年始に起きた能登半島地震を受けて、高齢の親は自力で避難できるのか、体が不自由な状態で避難所生活は送れるのかなど、不安に感じた方もいらっしゃるのではないでしょうか。

私の母は認知症であり、手足も不自由なため自力で避難できません。今回は大規模な自然災害が起きた時のために、わが家で行っている準備についてご紹介します。

ハザードマップで親の家の自然災害リスクを把握

まずは、母が住む岩手県盛岡市の地震災害、水害、土砂災害、火山災害のハザードマップを確認し、家の周辺地域で想定される自然災害のリスクと指定緊急避難場所を把握するところから始めました。

実家で最も高い災害リスクは、地震災害です。昭和42年に建てられた旧耐震基準の実家は、2011年の東日本大震災では大きな被害は免れましたが、今後も大丈夫かどうかは分かりません。耐震補強工事をすべきですが、重度まで認知症が進行している母は、今後、介護施設に入る可能性もあります。正直なところ耐震補強にお金をかけるよりも、介護施設の費用に充てるほうが現実的だと考えています。

もう1つの災害リスクは、土砂災害です。実家はハザードマップ上では土砂災害警戒区域になっていないのですが、山の近くにあるので、大雨や地震による土砂崩れが心配です。

このように、まずは親の家がある地域のハザードマップを見て、どのような自然災害のリスクがあるかを把握しておきましょう。

災害時要援護者名簿への登録

私の母のように、体が不自由で避難が困難だったり、認知症で自然災害の状況が理解できなかったりする場合は、自治体の災害時要援護者の名簿に登録しましょう。
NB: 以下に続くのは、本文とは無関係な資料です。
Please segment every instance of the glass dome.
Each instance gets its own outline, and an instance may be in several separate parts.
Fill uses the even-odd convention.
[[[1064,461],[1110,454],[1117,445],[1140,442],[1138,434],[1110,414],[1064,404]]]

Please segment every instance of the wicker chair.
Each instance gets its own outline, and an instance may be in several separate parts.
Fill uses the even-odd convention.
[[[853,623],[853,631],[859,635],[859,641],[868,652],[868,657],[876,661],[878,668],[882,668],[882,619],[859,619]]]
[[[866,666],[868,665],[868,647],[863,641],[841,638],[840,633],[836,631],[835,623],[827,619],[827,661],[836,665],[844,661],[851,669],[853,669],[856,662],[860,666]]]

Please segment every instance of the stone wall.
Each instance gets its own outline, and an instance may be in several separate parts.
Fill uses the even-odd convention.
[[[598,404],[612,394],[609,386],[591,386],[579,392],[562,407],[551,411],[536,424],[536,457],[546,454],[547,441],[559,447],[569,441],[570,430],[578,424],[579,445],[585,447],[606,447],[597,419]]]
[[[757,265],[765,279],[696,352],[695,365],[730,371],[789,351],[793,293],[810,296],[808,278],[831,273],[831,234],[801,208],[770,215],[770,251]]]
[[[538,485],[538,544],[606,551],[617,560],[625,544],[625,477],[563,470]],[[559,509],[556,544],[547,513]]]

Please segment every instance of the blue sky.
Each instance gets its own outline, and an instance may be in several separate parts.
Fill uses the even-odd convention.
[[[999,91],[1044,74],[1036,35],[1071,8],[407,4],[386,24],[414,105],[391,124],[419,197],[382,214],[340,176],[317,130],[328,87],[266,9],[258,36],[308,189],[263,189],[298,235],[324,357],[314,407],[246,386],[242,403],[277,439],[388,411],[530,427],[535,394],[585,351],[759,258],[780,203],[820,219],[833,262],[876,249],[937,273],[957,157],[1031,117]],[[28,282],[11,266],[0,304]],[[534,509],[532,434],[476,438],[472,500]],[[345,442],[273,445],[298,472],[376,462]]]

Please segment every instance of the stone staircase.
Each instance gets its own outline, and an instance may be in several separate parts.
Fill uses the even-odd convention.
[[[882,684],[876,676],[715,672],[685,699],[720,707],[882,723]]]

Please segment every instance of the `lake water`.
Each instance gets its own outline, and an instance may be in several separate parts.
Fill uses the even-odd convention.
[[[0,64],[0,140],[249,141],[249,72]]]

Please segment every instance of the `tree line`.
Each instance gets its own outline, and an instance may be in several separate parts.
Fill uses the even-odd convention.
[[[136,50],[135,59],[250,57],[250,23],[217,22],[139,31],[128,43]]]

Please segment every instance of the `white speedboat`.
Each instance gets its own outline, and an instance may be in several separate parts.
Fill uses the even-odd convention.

登録条件は自治体ごとに違っていて、岩手県盛岡市は下記の条件に該当する人が登録できます。

・75歳以上の方のみで構成される世帯の方
・要介護3以上の在宅生活者
・身体障がいのある方
・知的障がいのある方
・その他援助を必要とする方

母は最初の3つの条件に該当しているため、名簿の登録ができました。

市役所で申請を行った際、個人情報の取扱いに関する同意を求められました。名簿を作成するために、氏名、住所、電話番号、性別、生年月日、避難が必要な理由などの個人情報を提供するのですが、この情報は地元の警察署や消防署、町内会や民生委員などにも共有されるので、同意が必要なようです。

自然災害が発生した直後は、行政よりも地域住民による支援のほうが効果があると言われています。1995年に起きた阪神・淡路大震災では、がれきの下から救出された人の95%は地域住民の力によって救出されたそうです。

地域支援者を名簿に登録し、避難支援の確率を上げる

災害時要援護者名簿の効力を高めるために、地域支援者の名前を書くと良いようです。地域支援者とは、避難支援をしてくれる可能性のある近隣住民や自治会などです。

ただし、地域支援者を名簿に登録していても、避難が確実というわけではありません。なぜなら地域支援者の避難支援は、義務ではないからです。避難を支援してもらえる確率は上がりますが、保障されるものではありません。

盛岡市の場合、名簿登録者は緊急連絡先や保険証の写し、服薬中のお薬情報、かかりつけ医の連絡先などをまとめた「あんしん連絡パック」を作成します。地域支援者と一緒に避難する際、あんしん連絡パックの場所がすぐ分かるよう、保管場所を冷蔵庫の横などに明記します。災害発生時に持ち出して避難することで、避難所で適切なサポートが受けられる仕組みになっています。

見守りカメラで離れて住む親の安否を確認

2022年3月16日、福島県沖を震源とする最大震度6強の地震がありました。東北新幹線が不通になるほどの大きな地震で、そのとき私は東京に居ました。

岩手の母の安否確認のために活用したのが、見守りカメラです。もともと介護のために設置していたのですが、映像で実家の状況を確認したところ、居間の置き物が倒れている程度で、母は寝室で寝ていて無事でした。

地震は23時台に起きたのですが、ご近所に連絡して母の様子を見に行ってほしいとは言いづらい時間帯だったので、24時間いつでも親の様子を確認できる見守りカメラは、本当に役に立ちました。

台風による暴風雨で一歩も外に出られない状況のときも、見守りカメラを使って母の安否確認を行いました。今のところ、インターネットがつながらなくなるほどの大きな自然災害は起きていないので、すべて見守りカメラで対処できています。

今後インターネットがつながらないような自然災害があった場合は、災害時要援護者名簿に登録してあるので、地域による避難支援があることを期待しています。

ハザードマップによる自然災害リスクの把握に加え、災害時要援護者名簿の登録、見守りカメラの設置など、自然災害を自分事として捉え、準備をしておきましょう。